Sorry I didn't immediately spot your response. (Bad Google spam filter.) I can't get the above link to work, please clarify and I'll try and remember how to build a patched kernel (it's been a while...).

Thanks.
Comment 8 Peter Wu 2016-05-20 20:14:46 UTC
Apparently the mail is not found on that list, try this one:
https://lists.freedesktop.org/archives/nouveau/2016-May/025039.html
Comment 9 James Ettle 2016-05-22 07:08:55 UTC
This patch does stop the infinite loop on my machine.

(Although now with or without it nouveau seems to cause delays starting GNOME 3, but that's another bug report.)
Comment 10 Peter Wu 2016-05-22 09:52:18 UTC
(In reply to James from comment #9)
> This patch does stop the infinite loop on my machine.

Cool, can I add your Tested-by: James <...@googlemail.com> to the patch?

> (Although now with or without it nouveau seems to cause delays starting
> GNOME 3, but that's another bug report.)

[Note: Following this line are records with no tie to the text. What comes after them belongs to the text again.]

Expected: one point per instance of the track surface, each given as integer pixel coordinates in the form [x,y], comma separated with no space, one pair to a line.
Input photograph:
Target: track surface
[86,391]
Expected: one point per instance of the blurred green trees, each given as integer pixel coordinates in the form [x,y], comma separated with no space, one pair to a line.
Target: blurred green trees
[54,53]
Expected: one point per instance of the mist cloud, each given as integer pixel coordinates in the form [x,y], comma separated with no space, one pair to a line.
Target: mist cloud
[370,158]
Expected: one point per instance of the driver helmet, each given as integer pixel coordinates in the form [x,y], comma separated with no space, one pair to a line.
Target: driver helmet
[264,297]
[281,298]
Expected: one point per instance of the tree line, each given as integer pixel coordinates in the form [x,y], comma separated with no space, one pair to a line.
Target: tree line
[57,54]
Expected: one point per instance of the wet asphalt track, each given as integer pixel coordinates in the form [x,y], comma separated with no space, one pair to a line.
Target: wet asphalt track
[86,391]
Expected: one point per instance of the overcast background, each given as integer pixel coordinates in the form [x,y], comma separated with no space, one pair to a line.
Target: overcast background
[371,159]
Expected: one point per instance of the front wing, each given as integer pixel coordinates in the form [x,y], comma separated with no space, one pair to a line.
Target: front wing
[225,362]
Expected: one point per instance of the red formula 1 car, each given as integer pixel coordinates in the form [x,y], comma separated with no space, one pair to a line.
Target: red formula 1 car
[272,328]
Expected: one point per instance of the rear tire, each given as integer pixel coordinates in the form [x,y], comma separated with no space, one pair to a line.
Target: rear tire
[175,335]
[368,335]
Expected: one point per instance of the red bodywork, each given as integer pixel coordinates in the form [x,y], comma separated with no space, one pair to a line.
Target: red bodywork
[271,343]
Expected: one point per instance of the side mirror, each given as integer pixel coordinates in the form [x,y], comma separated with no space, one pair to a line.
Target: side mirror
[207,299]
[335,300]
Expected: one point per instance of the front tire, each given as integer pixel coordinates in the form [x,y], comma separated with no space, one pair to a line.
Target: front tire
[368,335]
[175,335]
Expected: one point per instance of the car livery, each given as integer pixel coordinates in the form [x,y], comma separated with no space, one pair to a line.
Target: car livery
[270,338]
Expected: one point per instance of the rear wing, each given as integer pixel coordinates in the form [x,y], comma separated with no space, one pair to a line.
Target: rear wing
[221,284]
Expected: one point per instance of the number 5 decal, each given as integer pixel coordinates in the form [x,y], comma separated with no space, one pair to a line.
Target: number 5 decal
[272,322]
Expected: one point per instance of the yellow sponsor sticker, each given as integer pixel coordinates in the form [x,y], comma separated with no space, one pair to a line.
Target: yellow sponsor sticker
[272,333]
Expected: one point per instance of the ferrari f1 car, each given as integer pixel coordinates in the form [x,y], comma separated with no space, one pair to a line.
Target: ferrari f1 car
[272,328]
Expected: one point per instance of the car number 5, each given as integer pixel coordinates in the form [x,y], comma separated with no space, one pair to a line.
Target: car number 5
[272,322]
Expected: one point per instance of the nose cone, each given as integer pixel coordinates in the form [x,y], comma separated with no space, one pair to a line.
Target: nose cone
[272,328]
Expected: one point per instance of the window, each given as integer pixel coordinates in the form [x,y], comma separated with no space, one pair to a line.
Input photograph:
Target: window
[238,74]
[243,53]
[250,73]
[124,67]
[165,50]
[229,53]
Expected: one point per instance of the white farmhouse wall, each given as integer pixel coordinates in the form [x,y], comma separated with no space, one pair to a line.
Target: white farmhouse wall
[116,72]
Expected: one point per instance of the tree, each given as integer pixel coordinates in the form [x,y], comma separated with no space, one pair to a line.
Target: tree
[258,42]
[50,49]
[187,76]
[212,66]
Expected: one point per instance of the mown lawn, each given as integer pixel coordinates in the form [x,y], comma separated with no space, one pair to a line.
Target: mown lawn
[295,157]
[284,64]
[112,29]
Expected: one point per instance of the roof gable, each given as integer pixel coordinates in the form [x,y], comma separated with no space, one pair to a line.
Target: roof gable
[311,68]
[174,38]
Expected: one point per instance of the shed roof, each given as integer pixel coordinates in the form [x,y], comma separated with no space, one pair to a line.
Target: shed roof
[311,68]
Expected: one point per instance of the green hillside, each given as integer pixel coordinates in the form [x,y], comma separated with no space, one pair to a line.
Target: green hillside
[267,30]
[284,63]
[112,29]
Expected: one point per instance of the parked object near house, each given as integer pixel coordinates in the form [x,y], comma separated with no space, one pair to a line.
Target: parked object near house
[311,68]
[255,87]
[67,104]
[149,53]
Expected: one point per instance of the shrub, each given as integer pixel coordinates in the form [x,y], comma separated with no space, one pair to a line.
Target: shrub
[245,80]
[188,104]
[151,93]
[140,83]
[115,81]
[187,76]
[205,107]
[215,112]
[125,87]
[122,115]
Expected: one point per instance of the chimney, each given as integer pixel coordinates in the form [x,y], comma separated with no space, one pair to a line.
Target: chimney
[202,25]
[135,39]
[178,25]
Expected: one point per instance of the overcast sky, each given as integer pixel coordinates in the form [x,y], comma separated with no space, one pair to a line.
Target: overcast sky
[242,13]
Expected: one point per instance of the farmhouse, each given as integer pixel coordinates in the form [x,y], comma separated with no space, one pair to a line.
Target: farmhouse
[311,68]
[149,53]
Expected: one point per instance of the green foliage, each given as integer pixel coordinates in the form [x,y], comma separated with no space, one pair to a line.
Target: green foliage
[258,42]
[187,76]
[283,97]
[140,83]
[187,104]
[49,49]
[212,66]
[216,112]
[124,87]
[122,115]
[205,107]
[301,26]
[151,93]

If it is a second or so, that is likely the card switching on or off. With or without this patch you can disable the power saving by setting the module option nouveau.runpm=0 (kernel cmdline) or "options nouveau runpm=0" (modprobe.conf snippet). Do you still experience a delay after that?
Comment 11 James Ettle 2016-05-22 13:02:41 UTC
(In reply to Peter Wu from comment #10)
> (In reply to James from comment #9)
> > This patch does stop the infinite loop on my machine.
> 
> Cool, can I add your Tested-by: James <...@googlemail.com> to the patch?

Yes you may. Please note I tested this patch against the current Fedora 23 kernel, 4.4.9-300.fc23.x86_64.

> > (Although now with or without it nouveau seems to cause delays starting
> > GNOME 3, but that's another bug report.)
> 
> If it is a second or so, that is likely the card switching on or off. With
> or without this patch you can disable the power saving by setting the module
> option nouveau.runpm=0 (kernel cmdline) or "options nouveau runpm=0"
> (modprobe.conf snippet). Do you still experience a delay after that?

It was more like 10 seconds. However the delay did disappear after using runpm=0.

(I generally don't use the nVidia chip on this machine even under Windows, it's an 820A on 4 PCIe lanes. I've not seen it show performance advantage over the built-in Intel HD5500, I don't know why Lenovo bothered with it.)
Comment 12 James Ettle 2020-06-10 23:20:19 UTC
I've not seen this for a while now, using the Nvidia 820A on this machine seems to be working OK. Closing, tested with kernel-5.6.16-300.fc32.x86_64.